Tuesday, January 7, 2014

CAS Array Object / RpcClientAccessServer

About a year and a half ago (somehow I forgot to post this) I needed to decommision an old Exchange 2010 server and move all the mailboxes to a new one due to a Hypervisor switch.  I learned a very good lesson then that I wish I'd known when I originally setup my first CAS server...

I quickly found that even though all the mailboxes where moved and all clients had connected to the new box that turnning off the old Exchange server caused Outlook to lose connection.  After looking for a few brief moments I found that they where still connecting through the old CAS box.
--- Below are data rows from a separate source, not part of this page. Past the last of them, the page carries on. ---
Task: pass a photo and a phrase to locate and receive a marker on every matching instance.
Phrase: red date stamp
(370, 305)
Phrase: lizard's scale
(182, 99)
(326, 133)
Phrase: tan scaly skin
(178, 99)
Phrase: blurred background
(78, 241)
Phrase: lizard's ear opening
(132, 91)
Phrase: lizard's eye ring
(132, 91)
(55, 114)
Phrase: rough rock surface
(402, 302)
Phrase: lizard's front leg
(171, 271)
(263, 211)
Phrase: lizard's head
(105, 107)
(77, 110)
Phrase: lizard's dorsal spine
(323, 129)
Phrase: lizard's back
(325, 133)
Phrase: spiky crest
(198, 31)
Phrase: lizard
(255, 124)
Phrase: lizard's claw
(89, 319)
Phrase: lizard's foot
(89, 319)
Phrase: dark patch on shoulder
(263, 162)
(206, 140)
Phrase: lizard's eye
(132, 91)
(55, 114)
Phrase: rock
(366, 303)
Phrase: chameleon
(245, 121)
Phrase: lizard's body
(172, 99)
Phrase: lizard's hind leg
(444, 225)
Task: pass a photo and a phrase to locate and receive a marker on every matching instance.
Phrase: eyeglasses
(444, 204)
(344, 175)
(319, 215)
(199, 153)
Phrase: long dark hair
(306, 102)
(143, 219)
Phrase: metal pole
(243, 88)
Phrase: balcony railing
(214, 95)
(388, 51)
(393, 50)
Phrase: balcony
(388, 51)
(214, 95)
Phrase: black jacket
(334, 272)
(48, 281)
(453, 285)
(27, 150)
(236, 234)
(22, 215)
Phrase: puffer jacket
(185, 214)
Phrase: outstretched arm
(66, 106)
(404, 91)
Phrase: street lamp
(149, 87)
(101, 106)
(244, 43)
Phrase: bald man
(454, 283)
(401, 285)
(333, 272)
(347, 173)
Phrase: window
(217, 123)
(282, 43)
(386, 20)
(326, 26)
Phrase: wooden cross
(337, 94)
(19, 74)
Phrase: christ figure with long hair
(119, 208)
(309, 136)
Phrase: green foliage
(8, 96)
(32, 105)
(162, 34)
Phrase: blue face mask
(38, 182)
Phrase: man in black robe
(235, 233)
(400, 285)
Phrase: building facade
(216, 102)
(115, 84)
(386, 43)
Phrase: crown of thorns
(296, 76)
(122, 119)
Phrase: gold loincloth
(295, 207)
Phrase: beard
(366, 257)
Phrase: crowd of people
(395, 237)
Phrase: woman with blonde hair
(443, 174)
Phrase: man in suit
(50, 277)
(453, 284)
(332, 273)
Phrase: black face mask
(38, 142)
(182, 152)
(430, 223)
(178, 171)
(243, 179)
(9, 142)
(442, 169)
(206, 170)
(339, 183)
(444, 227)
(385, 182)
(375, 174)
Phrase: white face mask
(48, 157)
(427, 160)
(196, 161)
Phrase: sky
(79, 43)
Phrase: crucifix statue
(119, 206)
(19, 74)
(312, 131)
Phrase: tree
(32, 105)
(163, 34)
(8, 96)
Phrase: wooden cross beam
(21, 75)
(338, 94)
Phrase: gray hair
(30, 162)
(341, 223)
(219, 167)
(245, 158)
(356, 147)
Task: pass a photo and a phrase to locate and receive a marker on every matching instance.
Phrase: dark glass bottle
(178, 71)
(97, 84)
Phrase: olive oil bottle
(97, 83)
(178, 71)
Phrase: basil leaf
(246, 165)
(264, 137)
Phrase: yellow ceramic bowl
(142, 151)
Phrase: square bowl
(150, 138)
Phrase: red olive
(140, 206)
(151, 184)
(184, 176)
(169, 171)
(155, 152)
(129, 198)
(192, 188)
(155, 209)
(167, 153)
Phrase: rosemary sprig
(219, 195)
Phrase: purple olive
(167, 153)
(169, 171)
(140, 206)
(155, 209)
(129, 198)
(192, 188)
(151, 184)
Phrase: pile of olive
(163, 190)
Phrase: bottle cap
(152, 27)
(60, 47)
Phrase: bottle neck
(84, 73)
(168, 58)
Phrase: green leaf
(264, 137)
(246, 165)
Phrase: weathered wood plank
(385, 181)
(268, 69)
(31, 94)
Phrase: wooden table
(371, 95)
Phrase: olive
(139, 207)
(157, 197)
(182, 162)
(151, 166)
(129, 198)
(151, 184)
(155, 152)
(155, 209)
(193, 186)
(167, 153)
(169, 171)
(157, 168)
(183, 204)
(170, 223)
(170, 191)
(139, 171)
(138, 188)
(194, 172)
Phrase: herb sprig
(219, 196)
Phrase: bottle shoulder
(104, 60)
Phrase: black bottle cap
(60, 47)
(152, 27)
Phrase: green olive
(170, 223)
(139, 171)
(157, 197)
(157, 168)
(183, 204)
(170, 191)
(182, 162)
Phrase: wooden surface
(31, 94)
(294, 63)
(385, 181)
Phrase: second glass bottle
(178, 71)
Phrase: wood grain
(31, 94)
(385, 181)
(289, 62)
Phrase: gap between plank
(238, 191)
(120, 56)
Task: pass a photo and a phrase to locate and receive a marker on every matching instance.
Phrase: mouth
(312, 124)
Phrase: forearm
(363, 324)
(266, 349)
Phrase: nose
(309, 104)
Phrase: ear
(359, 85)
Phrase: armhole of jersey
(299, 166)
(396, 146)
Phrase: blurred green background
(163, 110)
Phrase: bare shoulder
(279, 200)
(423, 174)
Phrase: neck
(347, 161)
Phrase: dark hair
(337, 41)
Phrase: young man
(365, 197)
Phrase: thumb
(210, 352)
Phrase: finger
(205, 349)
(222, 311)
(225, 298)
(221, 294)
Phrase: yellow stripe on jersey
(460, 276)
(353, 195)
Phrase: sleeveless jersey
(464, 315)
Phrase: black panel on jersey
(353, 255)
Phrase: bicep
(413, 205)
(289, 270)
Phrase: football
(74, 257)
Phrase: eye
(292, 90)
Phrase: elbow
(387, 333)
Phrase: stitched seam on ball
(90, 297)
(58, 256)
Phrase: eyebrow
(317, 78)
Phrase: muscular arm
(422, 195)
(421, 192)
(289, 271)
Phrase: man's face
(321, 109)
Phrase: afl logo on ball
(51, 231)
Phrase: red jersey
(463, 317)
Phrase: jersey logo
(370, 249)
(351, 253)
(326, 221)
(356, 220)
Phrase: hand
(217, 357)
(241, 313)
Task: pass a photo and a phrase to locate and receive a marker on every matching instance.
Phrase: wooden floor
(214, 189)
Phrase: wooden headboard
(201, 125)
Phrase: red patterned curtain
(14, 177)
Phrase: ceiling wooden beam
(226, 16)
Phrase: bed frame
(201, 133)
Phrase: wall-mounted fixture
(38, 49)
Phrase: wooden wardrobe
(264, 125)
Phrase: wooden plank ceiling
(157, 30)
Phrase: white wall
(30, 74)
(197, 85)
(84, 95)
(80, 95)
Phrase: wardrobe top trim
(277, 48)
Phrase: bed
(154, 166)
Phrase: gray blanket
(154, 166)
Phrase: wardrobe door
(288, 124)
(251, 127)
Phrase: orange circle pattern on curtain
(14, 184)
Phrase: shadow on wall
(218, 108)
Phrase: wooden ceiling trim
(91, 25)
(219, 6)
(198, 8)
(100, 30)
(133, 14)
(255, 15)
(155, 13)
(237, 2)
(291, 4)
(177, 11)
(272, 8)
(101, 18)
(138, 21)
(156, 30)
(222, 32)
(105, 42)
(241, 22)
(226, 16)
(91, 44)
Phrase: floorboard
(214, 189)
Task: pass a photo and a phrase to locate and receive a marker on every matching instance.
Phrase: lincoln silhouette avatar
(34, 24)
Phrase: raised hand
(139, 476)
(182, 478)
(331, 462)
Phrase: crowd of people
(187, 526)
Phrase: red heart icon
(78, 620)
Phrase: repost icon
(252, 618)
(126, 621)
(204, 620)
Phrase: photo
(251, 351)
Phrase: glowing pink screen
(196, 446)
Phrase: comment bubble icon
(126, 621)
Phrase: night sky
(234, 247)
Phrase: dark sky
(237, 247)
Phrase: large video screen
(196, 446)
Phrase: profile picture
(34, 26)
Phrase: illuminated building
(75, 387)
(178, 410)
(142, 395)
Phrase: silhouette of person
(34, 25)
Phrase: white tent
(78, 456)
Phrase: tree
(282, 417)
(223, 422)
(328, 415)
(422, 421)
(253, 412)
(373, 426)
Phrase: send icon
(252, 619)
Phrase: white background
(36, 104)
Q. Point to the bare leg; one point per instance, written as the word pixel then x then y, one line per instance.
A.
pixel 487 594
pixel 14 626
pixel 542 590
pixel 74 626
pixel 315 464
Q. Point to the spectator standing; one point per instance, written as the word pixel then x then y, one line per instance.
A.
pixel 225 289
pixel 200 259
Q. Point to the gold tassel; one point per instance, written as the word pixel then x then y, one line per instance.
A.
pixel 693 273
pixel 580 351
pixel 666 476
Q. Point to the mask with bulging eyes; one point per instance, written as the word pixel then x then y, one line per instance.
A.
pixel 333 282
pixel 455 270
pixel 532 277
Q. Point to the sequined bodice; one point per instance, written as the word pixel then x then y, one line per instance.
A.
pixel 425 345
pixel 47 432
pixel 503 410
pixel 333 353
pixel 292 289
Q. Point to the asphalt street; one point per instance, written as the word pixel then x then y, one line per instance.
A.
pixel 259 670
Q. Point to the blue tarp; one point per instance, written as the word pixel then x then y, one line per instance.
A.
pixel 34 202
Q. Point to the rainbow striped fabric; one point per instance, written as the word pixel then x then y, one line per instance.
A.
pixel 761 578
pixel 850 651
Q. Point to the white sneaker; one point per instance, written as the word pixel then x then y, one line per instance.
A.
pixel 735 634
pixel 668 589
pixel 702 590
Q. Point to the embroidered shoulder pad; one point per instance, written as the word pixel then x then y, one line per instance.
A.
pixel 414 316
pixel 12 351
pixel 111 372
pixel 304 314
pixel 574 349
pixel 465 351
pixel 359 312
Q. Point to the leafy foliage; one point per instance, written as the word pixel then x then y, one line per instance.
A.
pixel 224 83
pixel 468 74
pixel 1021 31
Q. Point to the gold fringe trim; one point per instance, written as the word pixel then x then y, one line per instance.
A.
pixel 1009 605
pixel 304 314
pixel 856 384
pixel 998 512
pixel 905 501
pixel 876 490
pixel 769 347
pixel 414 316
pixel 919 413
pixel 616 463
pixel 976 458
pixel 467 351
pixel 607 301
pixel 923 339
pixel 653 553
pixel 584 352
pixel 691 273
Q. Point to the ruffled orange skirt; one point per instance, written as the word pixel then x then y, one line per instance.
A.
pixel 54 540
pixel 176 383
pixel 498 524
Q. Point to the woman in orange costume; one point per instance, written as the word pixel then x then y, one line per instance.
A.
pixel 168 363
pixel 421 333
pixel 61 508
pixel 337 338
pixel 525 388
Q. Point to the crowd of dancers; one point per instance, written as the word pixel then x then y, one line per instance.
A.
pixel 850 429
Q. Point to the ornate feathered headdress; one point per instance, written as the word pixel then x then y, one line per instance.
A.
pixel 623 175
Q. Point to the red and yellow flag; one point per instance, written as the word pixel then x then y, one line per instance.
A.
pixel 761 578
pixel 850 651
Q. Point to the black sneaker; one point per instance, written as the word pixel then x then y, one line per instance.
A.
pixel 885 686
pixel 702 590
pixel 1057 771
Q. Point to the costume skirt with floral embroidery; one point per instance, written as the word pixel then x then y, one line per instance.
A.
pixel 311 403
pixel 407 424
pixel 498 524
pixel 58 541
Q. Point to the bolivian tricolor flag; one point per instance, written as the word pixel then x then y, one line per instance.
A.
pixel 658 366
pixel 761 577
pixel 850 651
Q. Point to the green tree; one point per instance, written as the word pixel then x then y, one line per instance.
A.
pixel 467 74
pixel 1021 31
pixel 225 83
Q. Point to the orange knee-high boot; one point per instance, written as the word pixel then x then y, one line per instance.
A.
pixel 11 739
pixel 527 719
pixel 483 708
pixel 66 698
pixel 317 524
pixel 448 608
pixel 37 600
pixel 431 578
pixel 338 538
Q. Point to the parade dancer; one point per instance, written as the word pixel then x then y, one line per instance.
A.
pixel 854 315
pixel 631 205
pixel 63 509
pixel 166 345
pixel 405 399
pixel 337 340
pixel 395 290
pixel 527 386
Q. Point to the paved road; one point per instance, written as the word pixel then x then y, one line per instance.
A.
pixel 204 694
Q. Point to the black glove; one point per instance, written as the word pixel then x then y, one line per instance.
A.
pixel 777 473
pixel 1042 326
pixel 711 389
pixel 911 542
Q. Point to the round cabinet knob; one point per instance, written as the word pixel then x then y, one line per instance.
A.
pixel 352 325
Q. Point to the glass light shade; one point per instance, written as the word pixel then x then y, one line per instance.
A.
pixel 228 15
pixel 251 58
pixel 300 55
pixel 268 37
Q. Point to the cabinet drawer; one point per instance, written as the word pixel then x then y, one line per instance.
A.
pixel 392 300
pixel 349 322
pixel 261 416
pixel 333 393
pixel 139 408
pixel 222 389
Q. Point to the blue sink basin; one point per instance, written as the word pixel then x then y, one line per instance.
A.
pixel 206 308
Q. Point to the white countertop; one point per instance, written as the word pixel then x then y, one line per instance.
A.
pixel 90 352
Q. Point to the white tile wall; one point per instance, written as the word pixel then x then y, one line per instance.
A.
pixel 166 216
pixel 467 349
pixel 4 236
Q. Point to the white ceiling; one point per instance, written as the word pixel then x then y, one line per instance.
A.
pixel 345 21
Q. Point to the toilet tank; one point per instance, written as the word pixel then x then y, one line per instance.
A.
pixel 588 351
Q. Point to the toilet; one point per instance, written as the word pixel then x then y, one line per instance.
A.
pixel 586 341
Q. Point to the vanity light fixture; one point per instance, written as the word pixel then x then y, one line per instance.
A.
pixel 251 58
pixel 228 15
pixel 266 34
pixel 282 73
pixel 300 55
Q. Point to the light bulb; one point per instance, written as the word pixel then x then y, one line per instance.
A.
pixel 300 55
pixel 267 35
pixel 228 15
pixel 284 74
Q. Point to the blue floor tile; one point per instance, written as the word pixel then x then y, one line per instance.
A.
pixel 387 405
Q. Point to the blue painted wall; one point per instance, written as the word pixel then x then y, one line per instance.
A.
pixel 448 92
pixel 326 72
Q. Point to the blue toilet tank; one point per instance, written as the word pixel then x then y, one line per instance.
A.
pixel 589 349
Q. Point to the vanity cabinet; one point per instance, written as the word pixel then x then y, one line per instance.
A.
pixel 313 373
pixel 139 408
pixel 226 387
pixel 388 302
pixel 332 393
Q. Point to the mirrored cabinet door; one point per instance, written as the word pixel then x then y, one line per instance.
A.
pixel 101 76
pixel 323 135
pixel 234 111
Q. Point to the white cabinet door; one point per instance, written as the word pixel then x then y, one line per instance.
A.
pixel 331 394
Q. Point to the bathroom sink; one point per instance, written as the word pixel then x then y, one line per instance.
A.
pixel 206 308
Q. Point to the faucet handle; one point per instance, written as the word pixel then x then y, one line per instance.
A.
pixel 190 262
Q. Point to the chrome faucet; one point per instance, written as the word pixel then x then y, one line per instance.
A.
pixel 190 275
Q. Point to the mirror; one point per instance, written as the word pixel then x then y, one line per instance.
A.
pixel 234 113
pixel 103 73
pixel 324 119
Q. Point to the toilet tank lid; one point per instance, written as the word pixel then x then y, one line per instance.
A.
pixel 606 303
ACK

http://blogs.technet.com/b/exchange/archive/2012/03/23/demystifying-the-cas-array-object-part-1.aspx

I always thought of the CAS Array by what it's name sort of indicates, more than one CAS, but I was wrong and I paid for it.

You want to setup the cas array object to populate outlook with an FQDN that isn't server specific.  For instance outlook.domain.com.  You would then have DNS setup to tell Outlook which server to point Outlook.domain.com (or which load balancer).  Thus if you migrate to a new server you just update DNS.

Failure to do this results in having to touch each and every outlook install or using a prf to update (or some other method).

Do yourself a favor, setup a CAS array from the begining or if you already missed this step go ahead and setup the cas array and then begin slowly changing all your outlook installs to point to the array.